I can keep Peanut Brittle very brittle in the winter but if I want to cook some in the summer I do not know how to keep it from getting sticky and being ruined. Any answers for this?


----------



## keltin (Oct 30, 2007)

Joan said:


> I can keep Peanut Brittle very brittle in the winter but if I want to cook some in the summer I do not know how to keep it from getting sticky and being ruined. Any answers for this?


 

Store it in the fridge!
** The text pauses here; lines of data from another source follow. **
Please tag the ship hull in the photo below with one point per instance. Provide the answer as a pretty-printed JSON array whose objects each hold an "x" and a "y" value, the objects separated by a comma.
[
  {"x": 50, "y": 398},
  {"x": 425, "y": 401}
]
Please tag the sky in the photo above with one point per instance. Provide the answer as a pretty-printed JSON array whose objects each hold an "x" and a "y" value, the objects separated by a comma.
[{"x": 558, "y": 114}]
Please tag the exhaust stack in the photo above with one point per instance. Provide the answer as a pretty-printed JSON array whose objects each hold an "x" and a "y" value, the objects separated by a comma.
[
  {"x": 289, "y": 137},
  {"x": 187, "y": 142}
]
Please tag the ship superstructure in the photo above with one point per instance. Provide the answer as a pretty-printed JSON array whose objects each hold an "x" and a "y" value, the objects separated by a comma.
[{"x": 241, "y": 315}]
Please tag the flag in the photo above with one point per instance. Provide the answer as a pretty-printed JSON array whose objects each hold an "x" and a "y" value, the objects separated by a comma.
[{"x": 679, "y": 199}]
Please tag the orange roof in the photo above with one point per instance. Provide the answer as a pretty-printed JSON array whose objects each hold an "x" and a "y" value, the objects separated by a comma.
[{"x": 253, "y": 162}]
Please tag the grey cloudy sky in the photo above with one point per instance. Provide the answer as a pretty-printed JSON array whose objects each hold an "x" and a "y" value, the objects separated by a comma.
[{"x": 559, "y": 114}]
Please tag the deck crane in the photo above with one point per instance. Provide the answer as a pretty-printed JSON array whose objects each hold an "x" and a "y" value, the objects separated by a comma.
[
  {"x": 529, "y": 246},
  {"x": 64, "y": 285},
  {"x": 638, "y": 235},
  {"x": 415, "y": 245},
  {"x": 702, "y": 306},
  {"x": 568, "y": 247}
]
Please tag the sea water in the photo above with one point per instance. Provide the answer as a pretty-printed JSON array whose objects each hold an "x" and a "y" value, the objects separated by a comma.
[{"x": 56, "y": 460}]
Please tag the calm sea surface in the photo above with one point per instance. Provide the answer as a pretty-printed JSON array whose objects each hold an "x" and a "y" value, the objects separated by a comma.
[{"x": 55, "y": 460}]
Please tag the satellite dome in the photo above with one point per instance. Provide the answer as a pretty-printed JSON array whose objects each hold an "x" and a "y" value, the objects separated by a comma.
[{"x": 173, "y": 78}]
Either that, or in a cool dark cupboard in a tightly sealed tin, bag, canister, etc. 

Welcome to DC by the way!


----------



## pdswife (Oct 30, 2007)

Eat it quicker!  welcome to the group!


----------



## college_cook (Oct 30, 2007)

Well, if it's humid out then there's not really much you can do except tucking in an airtight container in the dark and hope for the best.  Isomalt sugar is more resistant to humidity, however it doesn't carmelize the same way the sugar does, and I'm not really sure if it would be appropriate for peanut brittle.


----------



## Katie H (Oct 30, 2007)

We live in a humid area and have difficulty with storing things that have a tendency to take on moisture.  As a result Buck says I've become the "queen" of Tupperware.  So far storing those items in Tupperware seems to have solved our dilemma.


----------



## Barb L. (Oct 30, 2007)

I would also keep it a air tight container, just guessing maybe a piece of wax or plastic wrap on top with a slice of bread - the bread should absorb any moisture.  Never tried this, but might work.


----------



## Joan (Oct 31, 2007)

Thanks for the suggestions! I will give it a try.


----------